Dell’attentatore si seppe subito il nome ma non venne mai rintracciato.
Malala si risvegliò la sera del 16 ottobre, una settimana dopo la sparatoria, con un tubo in gola per respirare e senza poter parlare.
Passava da uno stato di incoscienza a rari momenti di lucidità e, torturata da dolori atroci, dovette affrontare lo shock di essere lontana dai suoi, la vista del suo volto deformato dalla rasatura di mezza testa, la lunga cicatrice che le attraversava il volto.
Era terrorizzata e gli antidolorifici sedavano solo in parte i dolori.

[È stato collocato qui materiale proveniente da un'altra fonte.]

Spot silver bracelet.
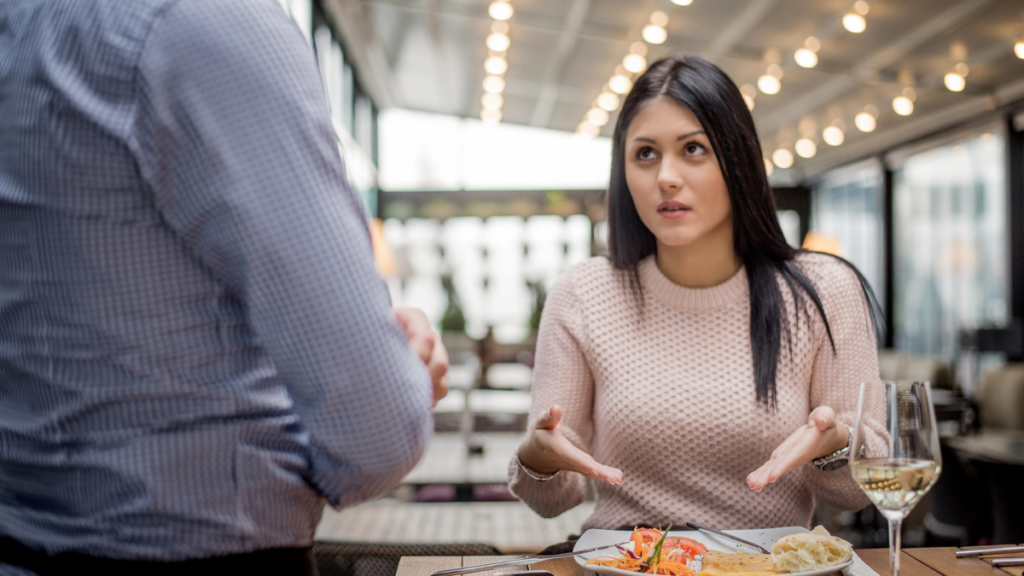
[515,450,562,482]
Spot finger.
[807,406,836,431]
[534,404,562,430]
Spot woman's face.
[625,96,732,249]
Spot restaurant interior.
[272,0,1024,576]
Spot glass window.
[805,160,889,301]
[893,128,1009,359]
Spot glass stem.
[889,518,903,576]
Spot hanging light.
[483,56,509,76]
[480,93,505,110]
[942,72,967,92]
[608,74,633,94]
[487,0,514,20]
[853,112,876,132]
[794,138,818,158]
[771,148,793,168]
[480,109,502,124]
[487,34,512,52]
[623,54,647,74]
[821,126,846,146]
[843,12,867,34]
[577,120,601,138]
[758,74,782,94]
[643,24,669,44]
[587,108,608,126]
[597,92,618,112]
[793,48,818,68]
[893,95,913,116]
[483,76,505,94]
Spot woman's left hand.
[746,406,850,492]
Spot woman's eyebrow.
[633,130,706,143]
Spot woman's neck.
[655,225,743,288]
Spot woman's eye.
[637,146,654,160]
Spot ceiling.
[324,0,1024,178]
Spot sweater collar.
[639,254,750,312]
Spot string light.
[771,148,793,169]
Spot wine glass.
[850,382,942,576]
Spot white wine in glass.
[850,382,942,576]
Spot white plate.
[573,526,878,576]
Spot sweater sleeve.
[807,258,887,509]
[509,272,594,518]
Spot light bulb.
[893,96,913,116]
[771,148,793,168]
[942,72,967,92]
[577,120,601,138]
[483,56,509,76]
[794,138,818,158]
[643,24,669,44]
[821,126,846,146]
[587,108,608,126]
[480,93,505,110]
[483,76,505,94]
[480,109,502,124]
[758,74,782,94]
[853,112,876,132]
[623,54,647,74]
[487,34,512,52]
[793,48,818,68]
[843,12,867,34]
[650,10,669,28]
[608,74,633,94]
[487,0,514,20]
[597,92,618,112]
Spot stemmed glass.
[850,382,942,576]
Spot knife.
[686,522,771,554]
[430,540,632,576]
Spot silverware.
[686,522,771,554]
[956,546,1024,558]
[430,540,632,576]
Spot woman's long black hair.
[608,56,884,408]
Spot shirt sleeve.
[808,258,887,509]
[130,0,432,506]
[509,273,594,518]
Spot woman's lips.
[657,200,690,218]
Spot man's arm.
[132,0,432,505]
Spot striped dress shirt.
[0,0,432,561]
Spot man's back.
[0,0,430,560]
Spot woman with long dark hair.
[510,57,883,528]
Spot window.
[893,128,1009,359]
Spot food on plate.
[587,526,708,576]
[697,550,785,576]
[770,526,853,572]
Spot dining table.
[395,546,1024,576]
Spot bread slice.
[771,526,853,572]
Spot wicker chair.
[313,541,500,576]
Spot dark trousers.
[0,537,316,576]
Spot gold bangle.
[515,450,562,482]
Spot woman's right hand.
[519,405,623,484]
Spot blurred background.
[272,0,1024,553]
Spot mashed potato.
[771,526,853,572]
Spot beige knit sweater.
[509,254,885,529]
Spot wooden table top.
[395,548,1024,576]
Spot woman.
[509,57,884,528]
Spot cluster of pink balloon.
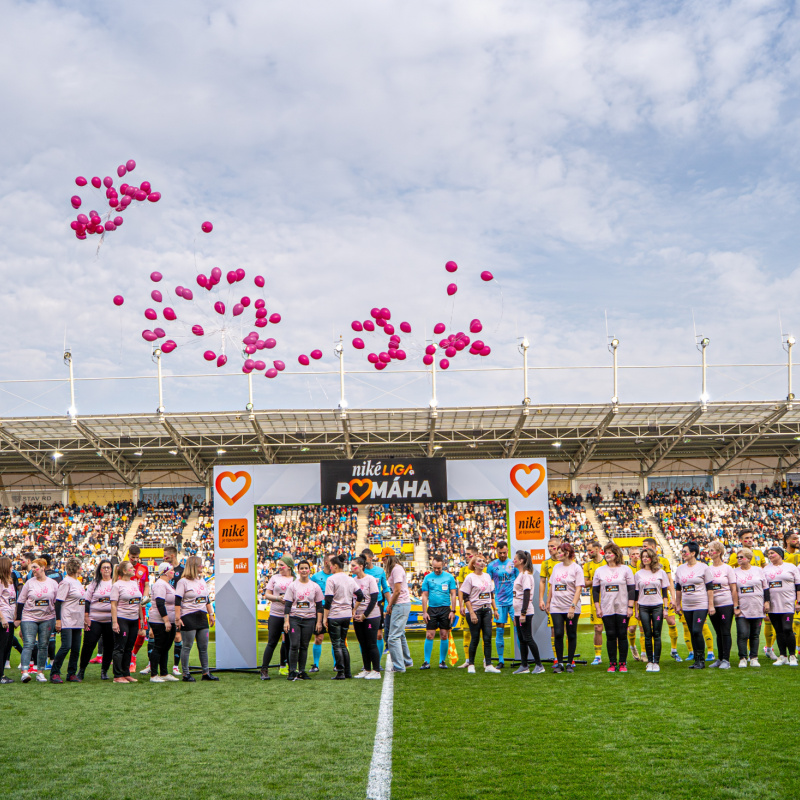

La dottoressa Fiona non la abbandonava.
Lentamente fu aiutata a ricostruire l’accaduto, ad accettare la sua situazione, ad affrontare giorno per giorno nuove ipotesi di operazioni, un turbinio di stati d’animo, incubi minacciosi che la ossessionavano, non facili da affrontare per una ragazza di 15 anni.
Perché tanto odio? Che cosa l’aspettava? Sarebbe stata in pericolo la sua famiglia e suo padre? Avrebbe rivisto la sua terra e la sua casa? Chi erano gli attentatori? Sarebbe rimasta sfigurata per sempre?
Dopo 10 giorni i genitori la raggiunsero e la ritrovarono con i segni di una sofferenza profonda e le cicatrici deturpanti sul suo bel volto. Un nuovo intervento chirurgico riportò il volto di Malala ad un risultato estetico più accettabile.
Il mondo intero
Ma intanto la vicenda della giovane pakistana colpita a morte per difendere il diritto all’istruzione aveva attraversato il mondo intero. Tutti volevano sapere, volevano vedere la giovane perseguitata a cui avevano sparato alla testa. Giornalisti, ministri, capi di Stato chiedevano di essere ricevuti, di poterle portare regali, di parlarle.
Malala era diventata il simbolo dell’innocente perseguitato in ogni parte del mondo.
L’ideologia continuava ad armare gruppi di uomini che non arretravano dal colpire chiunque non accettasse le proprie regole, che non indietreggiavano neppure davanti ad una ragazzina di 15 anni. Ma l’attentato aveva anche rivelato l’esistenza e il coraggio di chi non si piegava supinamente, non rinunciava ad affermare il diritto alla libertà e all’istruzione.
Leggiamo il calvario delle lunghe sofferenze, delle operazioni, e interventi chirurgici ai quali l’Autrice ha dovuto sottoporsi, rivivendo nel sonno l’incubo dell’agguato, e accettando di vedere l’immagine del suo volto sfigurato.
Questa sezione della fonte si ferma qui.